Um coelhinho de pelúcia, muito adorável, com um laço rosa delicado amarrado no pescoço.
Em um instante, o nervosismo tomou conta de Marcelo.
Ele não sabia o motivo.
Mas foi dominado por um pressentimento ruim e inexplicável.
O sorriso discreto sumiu dos lábios de Deise enquanto ela estendia o chaveiro em sua direção.
— Estou... te devolvendo isso.
Com o coração despencando no peito, Marcelo gaguejou, em pânico:
— P-por que? Você já não tinha aceitado? E até disse que achava fofo... Não gosta mais? Mas nem por isso precisa devolver...
— Não é isso...
Deise interrompeu suavemente o discurso precipitado dele.
— O motivo pelo qual aceitei o chaveiro antes, foi porque era um pedido de desculpas seu. Você disse que, se eu não aceitasse, significava que ainda estava magoada com você... E também, o chaveiro não é de grande valor, então aceitei sem peso na consciência...
— Então, por que agora...
A voz de Marcelo foi sumindo. Ele fixava o olhar em Deise, com o coração batendo como um tambor de tanta ansiedade.
— O motivo... está nas suas chaves.
Foi como um zumbido estridente na cabeça de Marcelo. Seus olhos se arregalaram, como se ele tivesse sido atingido por um raio em um dia de céu azul.
— Marcelo, posso dar uma olhada nas suas chaves?

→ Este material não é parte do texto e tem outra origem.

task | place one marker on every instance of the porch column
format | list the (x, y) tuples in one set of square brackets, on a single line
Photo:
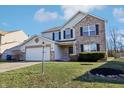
[(74, 48)]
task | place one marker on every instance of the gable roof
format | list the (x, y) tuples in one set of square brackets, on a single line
[(79, 12), (2, 32), (53, 29), (34, 37)]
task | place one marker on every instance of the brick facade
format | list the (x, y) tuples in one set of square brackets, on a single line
[(99, 39)]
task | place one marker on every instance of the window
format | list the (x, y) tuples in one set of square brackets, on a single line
[(90, 47), (89, 30), (68, 33), (57, 36), (92, 30), (70, 50)]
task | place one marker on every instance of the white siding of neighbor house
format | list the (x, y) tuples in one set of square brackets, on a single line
[(19, 36), (12, 39)]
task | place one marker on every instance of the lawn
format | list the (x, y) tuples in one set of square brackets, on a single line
[(68, 74)]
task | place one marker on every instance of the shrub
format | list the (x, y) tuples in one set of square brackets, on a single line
[(73, 57), (91, 56)]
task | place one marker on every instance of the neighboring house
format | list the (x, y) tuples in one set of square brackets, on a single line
[(9, 40), (82, 33)]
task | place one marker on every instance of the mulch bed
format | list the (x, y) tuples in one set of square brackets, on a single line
[(106, 72)]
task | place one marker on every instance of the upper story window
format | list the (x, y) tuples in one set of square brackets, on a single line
[(68, 33), (56, 36), (89, 30), (90, 47)]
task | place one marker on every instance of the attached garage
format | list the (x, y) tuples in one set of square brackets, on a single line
[(36, 54)]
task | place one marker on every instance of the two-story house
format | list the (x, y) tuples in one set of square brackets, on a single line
[(82, 33), (10, 39)]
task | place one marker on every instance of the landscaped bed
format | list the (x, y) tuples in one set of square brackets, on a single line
[(108, 73)]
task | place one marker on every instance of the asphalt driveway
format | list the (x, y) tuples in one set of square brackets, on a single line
[(15, 65)]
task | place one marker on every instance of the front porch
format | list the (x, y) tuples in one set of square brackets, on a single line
[(66, 49)]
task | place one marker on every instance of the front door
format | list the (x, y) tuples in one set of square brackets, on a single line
[(70, 50)]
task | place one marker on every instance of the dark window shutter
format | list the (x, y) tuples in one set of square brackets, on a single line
[(81, 31), (71, 33), (97, 29), (82, 48), (64, 34), (53, 36), (98, 47), (59, 35)]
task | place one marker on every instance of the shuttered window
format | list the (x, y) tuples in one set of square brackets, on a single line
[(97, 29), (53, 36), (82, 47), (68, 33)]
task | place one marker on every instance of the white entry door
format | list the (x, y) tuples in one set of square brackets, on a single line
[(36, 54)]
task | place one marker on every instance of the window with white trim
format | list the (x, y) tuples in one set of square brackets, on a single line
[(89, 30), (90, 47), (56, 35)]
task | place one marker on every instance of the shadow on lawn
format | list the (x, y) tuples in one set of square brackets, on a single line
[(91, 78), (86, 64)]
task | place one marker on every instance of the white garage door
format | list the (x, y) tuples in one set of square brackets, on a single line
[(36, 54)]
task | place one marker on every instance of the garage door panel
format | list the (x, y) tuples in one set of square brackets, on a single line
[(36, 54)]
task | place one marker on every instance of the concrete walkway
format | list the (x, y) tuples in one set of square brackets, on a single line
[(15, 65)]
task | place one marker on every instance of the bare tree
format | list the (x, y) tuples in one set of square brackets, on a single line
[(114, 41)]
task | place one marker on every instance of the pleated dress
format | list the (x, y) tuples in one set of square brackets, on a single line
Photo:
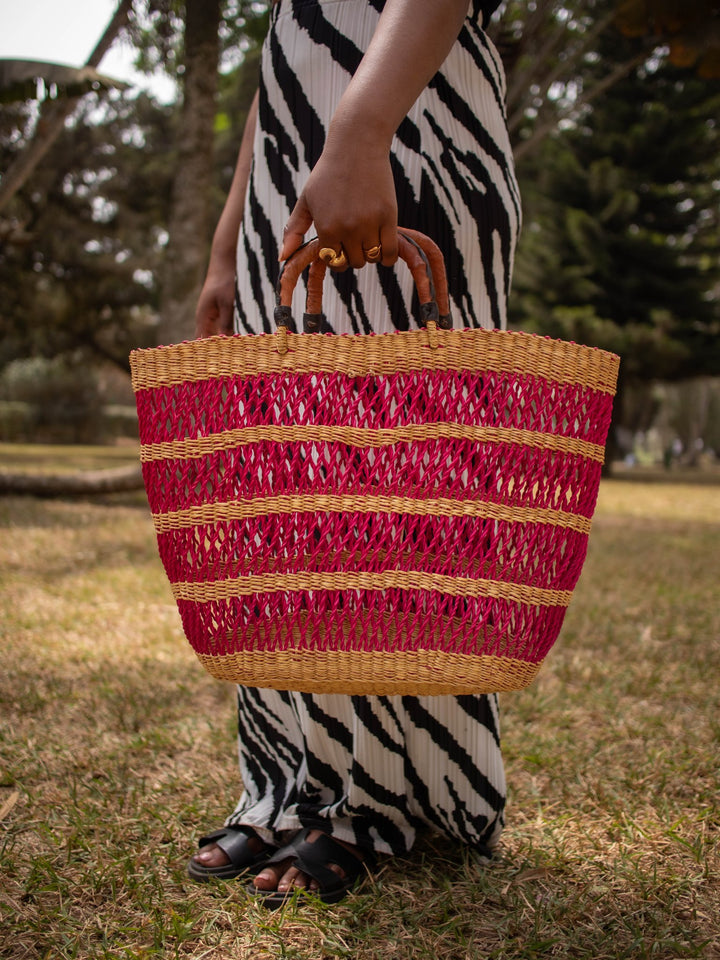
[(376, 770)]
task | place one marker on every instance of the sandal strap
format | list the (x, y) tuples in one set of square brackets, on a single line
[(233, 840), (312, 857)]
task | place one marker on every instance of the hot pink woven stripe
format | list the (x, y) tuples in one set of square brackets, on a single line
[(206, 407), (527, 551), (536, 555), (502, 473), (392, 620)]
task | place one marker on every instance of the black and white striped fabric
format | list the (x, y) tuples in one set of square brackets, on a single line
[(373, 770)]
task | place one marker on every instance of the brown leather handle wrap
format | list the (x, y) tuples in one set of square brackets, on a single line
[(419, 252)]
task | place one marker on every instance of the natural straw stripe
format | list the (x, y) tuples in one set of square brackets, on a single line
[(365, 437), (329, 503), (365, 672), (478, 351), (365, 580)]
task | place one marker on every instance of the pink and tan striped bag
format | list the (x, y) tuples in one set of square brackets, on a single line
[(403, 513)]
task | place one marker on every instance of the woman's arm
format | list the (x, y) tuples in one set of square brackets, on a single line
[(214, 313), (350, 194)]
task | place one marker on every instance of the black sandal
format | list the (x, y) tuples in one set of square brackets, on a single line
[(235, 842), (312, 858)]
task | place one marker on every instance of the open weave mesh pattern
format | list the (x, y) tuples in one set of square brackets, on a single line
[(403, 529)]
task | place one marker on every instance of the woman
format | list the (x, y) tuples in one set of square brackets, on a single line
[(369, 113)]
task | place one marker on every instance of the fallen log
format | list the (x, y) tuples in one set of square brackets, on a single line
[(117, 480)]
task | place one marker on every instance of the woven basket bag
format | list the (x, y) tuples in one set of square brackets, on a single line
[(400, 513)]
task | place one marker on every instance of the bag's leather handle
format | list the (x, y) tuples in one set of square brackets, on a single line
[(419, 252)]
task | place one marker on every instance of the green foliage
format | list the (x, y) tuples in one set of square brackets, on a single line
[(85, 236), (56, 398), (621, 242)]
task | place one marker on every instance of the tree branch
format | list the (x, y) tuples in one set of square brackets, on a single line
[(52, 118)]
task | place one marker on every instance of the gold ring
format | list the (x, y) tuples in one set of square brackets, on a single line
[(332, 258)]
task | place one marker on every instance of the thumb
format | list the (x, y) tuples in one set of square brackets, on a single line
[(297, 226)]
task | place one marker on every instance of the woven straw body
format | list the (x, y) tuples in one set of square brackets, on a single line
[(366, 514)]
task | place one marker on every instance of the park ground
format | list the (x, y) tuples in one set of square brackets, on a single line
[(117, 752)]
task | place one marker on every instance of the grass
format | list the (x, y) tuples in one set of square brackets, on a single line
[(118, 751)]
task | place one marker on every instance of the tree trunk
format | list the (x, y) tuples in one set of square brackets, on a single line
[(118, 480), (54, 114), (189, 226)]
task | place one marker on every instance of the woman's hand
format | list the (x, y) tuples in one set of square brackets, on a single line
[(214, 313), (350, 195), (350, 198)]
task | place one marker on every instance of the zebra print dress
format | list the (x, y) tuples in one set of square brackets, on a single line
[(374, 770)]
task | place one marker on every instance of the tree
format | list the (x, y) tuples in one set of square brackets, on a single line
[(54, 114), (554, 71), (189, 225), (81, 274)]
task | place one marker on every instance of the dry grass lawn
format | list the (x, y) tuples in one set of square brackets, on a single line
[(117, 751)]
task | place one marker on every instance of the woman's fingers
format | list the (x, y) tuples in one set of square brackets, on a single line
[(298, 224)]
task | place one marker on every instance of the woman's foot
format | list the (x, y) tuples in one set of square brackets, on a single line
[(312, 861), (228, 853)]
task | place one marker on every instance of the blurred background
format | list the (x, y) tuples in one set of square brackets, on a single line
[(119, 128)]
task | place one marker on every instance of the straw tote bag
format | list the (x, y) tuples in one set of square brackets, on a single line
[(400, 513)]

Com a voz serena de Deise, Marcelo sentiu o coração quase pular pela boca.
Não havia dúvidas, Deise havia descoberto...
Suas mãos apertaram firmemente o garfo e a faca, tensas.
Mas ele não conseguia entender...
Como ela tinha descoberto?
Ele havia comprado um par de chaveiros para casais e colocado um deles no próprio molho de chaves. Não havia contado isso a ninguém.
A atmosfera antes romântica e elegante do restaurante se desfez.
Uma nuvem de constrangimento e sufocamento pairava sobre ele...
E até mesmo de pânico.
Vendo a expressão culpada no rosto de Marcelo, Deise soltou um longo suspiro.
Sem contar que ele estava cheio de expectativas para o jantar daquela noite.
Marcelo não tinha a ilusão de que Deise sentisse algo por ele.
Mas, já que ela havia escolhido um lugar tão sofisticado e romântico para jantarem a sós, no fundo de seu coração brotara um fio de esperança.
E o resultado...
Foi que ela só queria devolver o chaveiro.
Marcelo sentiu o peito se encher de ressentimento.
Se era só para isso, por que escolher aquele tipo de lugar?
Ela havia lhe dado falsas esperanças de propósito, apenas para destruí-las em seguida.
O restaurante ficou mergulhado em um silêncio absoluto.
Deise percebeu que Marcelo estava magoado...
Magoado por causa dela.
Contudo, havia coisas que, uma vez descobertas, precisavam ser resolvidas.
Para evitar que o mal se alastrasse com o tempo.